Every year, we try to spend a week camping with my sister and her husband and kids. The glitch is, they live in New York City. We take turns visiting each other to share the burdens of travel and cost, and this summer it’s our turn to fly to New York where we’ll drive up to Lake George in the Adirondack Mountains and boat out to camp on an island. Two summers ago, they came here and we camped on the backside of Catalina Island.

The other glitch is that my son doesn’t like camping. Also, my sister’s kids are younger so he has no one close to his age on the trip. I guess you could say he bears the vacation rather than enjoys it, which makes it less enjoyable for me.
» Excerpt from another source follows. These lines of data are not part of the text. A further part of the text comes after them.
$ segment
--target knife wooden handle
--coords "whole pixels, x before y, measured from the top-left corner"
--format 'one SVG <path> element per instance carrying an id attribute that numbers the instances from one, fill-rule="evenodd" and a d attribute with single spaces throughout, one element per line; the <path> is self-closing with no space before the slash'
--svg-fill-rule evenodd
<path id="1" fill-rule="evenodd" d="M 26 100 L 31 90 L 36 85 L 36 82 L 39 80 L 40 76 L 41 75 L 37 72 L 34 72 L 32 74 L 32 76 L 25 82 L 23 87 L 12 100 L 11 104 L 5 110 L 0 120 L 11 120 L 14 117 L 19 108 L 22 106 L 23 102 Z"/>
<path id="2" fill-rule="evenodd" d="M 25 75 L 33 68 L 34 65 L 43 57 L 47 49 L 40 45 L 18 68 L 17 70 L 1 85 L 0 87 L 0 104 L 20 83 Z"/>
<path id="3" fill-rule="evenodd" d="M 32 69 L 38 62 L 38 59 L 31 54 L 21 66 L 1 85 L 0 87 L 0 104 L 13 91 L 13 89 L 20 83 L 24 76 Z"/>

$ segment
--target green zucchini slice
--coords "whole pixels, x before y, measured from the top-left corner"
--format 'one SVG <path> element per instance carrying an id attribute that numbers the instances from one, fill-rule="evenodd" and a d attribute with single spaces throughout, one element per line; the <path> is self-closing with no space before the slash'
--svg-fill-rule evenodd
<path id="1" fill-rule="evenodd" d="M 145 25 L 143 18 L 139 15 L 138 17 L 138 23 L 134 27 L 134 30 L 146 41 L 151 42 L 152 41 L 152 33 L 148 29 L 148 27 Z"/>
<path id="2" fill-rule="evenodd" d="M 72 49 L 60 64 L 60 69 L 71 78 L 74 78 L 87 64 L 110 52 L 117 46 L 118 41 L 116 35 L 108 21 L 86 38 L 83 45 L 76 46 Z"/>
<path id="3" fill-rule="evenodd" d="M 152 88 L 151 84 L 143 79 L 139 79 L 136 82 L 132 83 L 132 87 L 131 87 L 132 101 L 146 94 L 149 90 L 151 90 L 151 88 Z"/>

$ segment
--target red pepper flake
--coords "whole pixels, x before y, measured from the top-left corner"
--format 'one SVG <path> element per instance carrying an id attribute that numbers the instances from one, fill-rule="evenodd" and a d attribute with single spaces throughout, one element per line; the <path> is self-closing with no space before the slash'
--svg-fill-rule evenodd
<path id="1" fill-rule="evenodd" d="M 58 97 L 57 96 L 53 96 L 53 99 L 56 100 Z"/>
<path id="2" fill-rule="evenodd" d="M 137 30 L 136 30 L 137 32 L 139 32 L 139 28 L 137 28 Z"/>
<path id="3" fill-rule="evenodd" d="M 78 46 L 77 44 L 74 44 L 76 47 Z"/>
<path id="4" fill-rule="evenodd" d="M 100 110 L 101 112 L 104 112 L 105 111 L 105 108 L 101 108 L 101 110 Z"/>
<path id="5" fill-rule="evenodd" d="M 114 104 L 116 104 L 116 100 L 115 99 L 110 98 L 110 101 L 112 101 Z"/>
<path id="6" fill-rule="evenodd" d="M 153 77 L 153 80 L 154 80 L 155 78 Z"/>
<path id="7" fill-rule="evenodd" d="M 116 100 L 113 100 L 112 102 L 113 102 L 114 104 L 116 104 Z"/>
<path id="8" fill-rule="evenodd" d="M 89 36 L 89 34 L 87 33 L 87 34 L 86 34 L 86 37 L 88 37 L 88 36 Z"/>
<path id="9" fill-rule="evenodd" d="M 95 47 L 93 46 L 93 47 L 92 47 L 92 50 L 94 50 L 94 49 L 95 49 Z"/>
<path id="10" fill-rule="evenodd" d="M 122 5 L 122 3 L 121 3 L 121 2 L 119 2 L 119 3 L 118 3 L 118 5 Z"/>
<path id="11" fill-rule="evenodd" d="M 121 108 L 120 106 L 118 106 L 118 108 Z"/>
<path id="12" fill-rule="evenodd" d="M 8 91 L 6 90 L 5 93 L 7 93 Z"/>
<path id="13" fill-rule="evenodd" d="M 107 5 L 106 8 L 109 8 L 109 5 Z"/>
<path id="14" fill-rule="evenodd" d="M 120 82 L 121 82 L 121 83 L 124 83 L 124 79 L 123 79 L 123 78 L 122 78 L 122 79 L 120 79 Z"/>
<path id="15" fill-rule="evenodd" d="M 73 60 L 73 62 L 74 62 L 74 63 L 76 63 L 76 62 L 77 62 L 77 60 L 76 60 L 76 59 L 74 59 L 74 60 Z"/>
Even though he doesn’t love our trips, and my husband and I usually have some type of fight on the way there, too, that time together feels crucial to our family unit. It’s the only time all year when we spend several uninterrupted days just being together. Sure, there are a few tense moments, an argument or two, and maybe even a crying jag, but the overall feeling is of growing closer, of mending the threads that may have frayed throughout the year.

Studies have revealed that vacations are important, for de-stressing, for improving heart health and for lessening the chance of depression. They’re also good for bonding and creating memories.

Despite all the research pointing to the positive benefits of vacations, the Center for Economic Policy notes that the United States remains the only wealthy nation without legally mandated vacations for employees, and with no requirement that official holidays come with extra pay and a compensating day off. Most workers do get paid vacation here – about three-quarters overall – but there is a divide between the rich and poor. Only about half of lower-paid hourly workers receive paid time off.

As a nation, we also get considerably less time off than our European counterparts, who typically have at least a month of paid time off each year.

Of course, it doesn’t help that many Americans have vacation time they never use. According to the U.S. Travel Association, Americans abandoned 169 million vacation days total last year. Fifteen years ago, U.S. travelers averaged 20 days of vacation per year, but by 2013 that number had slipped to just 16 days.

I’m not sure if this is due to the expense of taking a trip, or the guilt workers feel taking time off, or if people simply dread spending days on end with their families. But vacations are important, so consider taking the days you are able to off, even if you just camp on the beach half an hour away or in your own backyard. It’s the time away from work that is important, and the time you spend uninterrupted with your family, not the distance you travel.